First, since this is primarily a writing/reading blog, I’ll talk about books. When’s the last time you read a book from a totally different genre than your usual favorites? Try it! If you mostly read contemporary fiction, try something historical or speculative. If you mostly read fiction, try nonfiction (or vice-versa…I’m currently finding the book Crucial Conversations enlightening). In your writing, try a setting or style you’ve never attempted, if only as an exercise. First person viewpoint? Present tense? Fourth Dynasty China? Poetry? What haven’t you done yet? 

Then there’s that thing called Life. I’m a big believer in setting Goals, but I think it’s important that those goals be at least marginally within your reach. Stretch goals are fine, but making them TOO hard to achieve can lead to dispair and accomplishing nothing at all. (I speak from experience here.) More than a decade ago, I set myself a goal to learn something new, large or small, each year.
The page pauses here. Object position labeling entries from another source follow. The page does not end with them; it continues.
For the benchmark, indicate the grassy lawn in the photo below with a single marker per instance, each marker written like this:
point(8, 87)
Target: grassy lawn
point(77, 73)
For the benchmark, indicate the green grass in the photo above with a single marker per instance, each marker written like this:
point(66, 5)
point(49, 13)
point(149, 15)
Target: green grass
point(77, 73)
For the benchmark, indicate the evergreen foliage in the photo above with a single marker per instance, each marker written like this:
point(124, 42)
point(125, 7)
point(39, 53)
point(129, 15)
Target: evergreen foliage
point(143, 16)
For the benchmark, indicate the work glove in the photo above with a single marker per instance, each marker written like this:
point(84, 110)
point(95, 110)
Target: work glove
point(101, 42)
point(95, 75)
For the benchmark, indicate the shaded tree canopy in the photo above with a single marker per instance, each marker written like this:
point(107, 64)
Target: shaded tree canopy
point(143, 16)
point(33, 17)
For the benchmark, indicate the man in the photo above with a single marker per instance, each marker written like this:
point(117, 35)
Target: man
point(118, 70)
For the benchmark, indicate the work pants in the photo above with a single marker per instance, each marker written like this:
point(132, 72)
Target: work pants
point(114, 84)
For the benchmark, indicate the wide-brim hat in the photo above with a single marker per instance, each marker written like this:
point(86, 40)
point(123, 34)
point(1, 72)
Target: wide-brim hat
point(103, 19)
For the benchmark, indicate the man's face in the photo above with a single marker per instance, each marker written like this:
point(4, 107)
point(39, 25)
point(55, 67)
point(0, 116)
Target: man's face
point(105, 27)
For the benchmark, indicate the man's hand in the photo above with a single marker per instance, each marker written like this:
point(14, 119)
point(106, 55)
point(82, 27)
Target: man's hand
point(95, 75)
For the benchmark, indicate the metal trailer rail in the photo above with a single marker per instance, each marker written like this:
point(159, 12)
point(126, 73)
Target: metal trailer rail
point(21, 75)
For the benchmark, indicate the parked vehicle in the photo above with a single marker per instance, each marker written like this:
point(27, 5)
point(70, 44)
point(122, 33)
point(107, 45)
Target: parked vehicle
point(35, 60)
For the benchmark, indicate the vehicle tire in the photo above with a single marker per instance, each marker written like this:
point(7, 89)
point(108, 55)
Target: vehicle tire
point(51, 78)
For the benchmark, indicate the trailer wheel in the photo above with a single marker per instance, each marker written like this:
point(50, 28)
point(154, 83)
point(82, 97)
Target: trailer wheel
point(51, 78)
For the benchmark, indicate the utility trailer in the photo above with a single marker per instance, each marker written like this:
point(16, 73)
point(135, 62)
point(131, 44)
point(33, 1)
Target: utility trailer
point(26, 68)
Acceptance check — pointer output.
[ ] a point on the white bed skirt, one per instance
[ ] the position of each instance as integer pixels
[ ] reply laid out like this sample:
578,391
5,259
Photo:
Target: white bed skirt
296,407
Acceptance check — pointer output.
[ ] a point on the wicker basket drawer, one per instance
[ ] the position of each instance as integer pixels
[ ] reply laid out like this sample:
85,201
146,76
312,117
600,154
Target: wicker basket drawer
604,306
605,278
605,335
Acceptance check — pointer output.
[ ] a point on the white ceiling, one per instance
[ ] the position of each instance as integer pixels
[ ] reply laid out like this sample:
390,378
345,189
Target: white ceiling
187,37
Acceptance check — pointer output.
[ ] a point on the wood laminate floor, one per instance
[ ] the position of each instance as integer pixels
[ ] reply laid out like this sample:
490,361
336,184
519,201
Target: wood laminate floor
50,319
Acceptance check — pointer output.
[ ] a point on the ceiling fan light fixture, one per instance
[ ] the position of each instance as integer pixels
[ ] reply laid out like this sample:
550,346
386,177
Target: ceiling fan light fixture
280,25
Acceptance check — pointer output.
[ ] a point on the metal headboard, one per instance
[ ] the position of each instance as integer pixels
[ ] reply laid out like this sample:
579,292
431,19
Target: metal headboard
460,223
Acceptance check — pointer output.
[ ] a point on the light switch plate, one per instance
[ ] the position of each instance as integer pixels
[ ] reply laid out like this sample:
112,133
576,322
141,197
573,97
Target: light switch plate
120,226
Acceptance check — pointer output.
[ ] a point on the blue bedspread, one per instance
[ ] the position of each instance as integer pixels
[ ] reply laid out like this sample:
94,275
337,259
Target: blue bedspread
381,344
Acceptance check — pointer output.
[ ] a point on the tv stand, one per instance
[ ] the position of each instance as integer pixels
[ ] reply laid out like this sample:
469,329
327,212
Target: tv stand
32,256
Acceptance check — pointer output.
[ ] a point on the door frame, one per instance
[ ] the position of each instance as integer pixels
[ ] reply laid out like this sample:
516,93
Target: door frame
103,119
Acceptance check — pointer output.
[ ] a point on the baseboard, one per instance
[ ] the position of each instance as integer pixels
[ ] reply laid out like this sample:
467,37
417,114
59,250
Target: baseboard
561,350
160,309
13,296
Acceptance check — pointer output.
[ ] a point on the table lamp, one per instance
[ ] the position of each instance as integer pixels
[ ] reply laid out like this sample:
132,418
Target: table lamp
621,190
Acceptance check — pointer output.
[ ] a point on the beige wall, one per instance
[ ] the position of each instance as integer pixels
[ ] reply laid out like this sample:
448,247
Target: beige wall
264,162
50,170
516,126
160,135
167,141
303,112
Among other things, that led to me studying Taekwondo to the point of becoming a third-degree black belt, learning how to format and publish my own books and my ongoing quest to learn German. (I finally reached Diamond League in Duolingo a few weeks ago, which I consider a huge triumph, and I’m almost up to 700 consecutive days in my current “streak”!) 

This year’s goal is to (finally) learn how to market my books more effectively. Of course, one problem with this system is that some skills take way more than a year to master, so by now I’m simultaneously working on several (see above), which can become overwhelming. This is why I’m also a huge believer in Rewards. When I reach a goal, no matter how small, I try to reward myself somehow. Rewards, like goals, can be big or small, but keeping promises to myself helps me stay motivated. Lately, my favorite reward for meeting my daily writing goal is to spend a few minutes (or half an hour) on a jigsaw puzzle—a recently-rediscovered passion of mine. 



I reward myself for other daily achievements, too, like exercise (I write on a treadmill and swim as often as weather allows) and that day’s German lesson. Sitting down after lunch with a sudoku puzzle and a piece of chocolate (I’m fond of Ghirardelli dark chocolate raspberry squares for this) works for me! 



What haven’t you tried yet? Or lately? Think about how you might expand your life as a reader, writer or human being on this ball of dirt we call Earth and step out!